Winnipeg welcomed back Blake Wheeler against the Panthers after he missed three games with an upper-body injury. Wheeler, who has at least 50 points for the ninth time in his career, was a minus-2 with two giveaways in 16:24 of ice time vs. Florida.

“Wheels is a smart player,” teammate Pierre-Luc Dubois said. “He’s a player that’s easy to play with, he finds space, he finds the open guy. He’s strong on pucks and helps in the corners. We have a lot of depth on this team. You can play with anybody and have a good line.
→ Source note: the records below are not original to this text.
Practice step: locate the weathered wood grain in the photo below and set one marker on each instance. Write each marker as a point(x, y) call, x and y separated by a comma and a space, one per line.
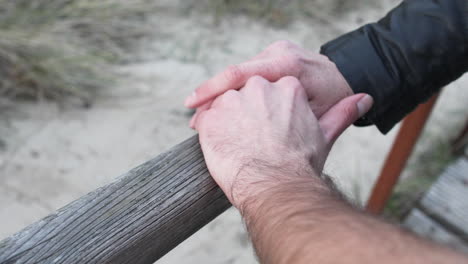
point(136, 219)
point(447, 200)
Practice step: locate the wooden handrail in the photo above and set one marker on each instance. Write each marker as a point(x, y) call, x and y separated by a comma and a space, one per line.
point(136, 219)
point(398, 156)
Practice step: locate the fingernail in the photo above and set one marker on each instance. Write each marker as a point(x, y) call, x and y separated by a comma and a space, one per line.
point(192, 121)
point(364, 104)
point(190, 100)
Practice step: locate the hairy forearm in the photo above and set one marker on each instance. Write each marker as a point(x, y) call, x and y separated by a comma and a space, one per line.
point(305, 221)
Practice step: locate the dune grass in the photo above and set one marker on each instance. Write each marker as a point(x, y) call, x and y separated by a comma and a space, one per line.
point(56, 49)
point(280, 13)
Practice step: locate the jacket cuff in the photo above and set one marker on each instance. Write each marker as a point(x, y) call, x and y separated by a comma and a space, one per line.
point(358, 60)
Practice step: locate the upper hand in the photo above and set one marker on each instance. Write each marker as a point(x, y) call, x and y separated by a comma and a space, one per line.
point(266, 134)
point(323, 83)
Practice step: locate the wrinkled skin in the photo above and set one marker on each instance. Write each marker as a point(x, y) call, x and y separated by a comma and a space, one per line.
point(269, 127)
point(323, 83)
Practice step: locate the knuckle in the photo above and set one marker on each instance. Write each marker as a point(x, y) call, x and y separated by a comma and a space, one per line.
point(292, 83)
point(293, 60)
point(348, 112)
point(233, 73)
point(256, 80)
point(282, 44)
point(229, 96)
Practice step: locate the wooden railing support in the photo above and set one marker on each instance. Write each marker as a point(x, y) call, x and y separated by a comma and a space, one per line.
point(136, 219)
point(398, 156)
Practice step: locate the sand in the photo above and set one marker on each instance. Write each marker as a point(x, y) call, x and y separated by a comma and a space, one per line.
point(54, 154)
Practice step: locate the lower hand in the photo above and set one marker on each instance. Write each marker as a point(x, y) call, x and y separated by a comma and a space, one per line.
point(266, 134)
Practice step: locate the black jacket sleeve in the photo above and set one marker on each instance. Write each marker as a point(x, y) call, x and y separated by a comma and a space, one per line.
point(410, 54)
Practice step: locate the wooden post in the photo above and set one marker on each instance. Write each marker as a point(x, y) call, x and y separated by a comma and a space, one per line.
point(398, 156)
point(136, 219)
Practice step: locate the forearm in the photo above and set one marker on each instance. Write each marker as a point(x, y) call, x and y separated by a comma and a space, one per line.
point(305, 221)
To have Wheels back is going to be a boost for us.”

Tampa Bay goalie Andrei Vasilevskiy gave up five goals in the last meeting against Winnipeg before the Jets scored two into an empty net in the final six minutes.

The Lightning likely will come back with Vasilevskiy against the Jets, even after he was removed Thursday after allowing three straight goals in the second period to erase a 2-0 lead.

It was the first time Vasilevskiy was pulled from a game for non-injury reasons in just over five years.

“It was really not on him — we left guys open in front and let them have deflections,” Lightning defenseman Ryan McDonagh said. “Those are ones that are pretty much unstoppable for a goalie. It got away from us there for a bit, and they made us pay.”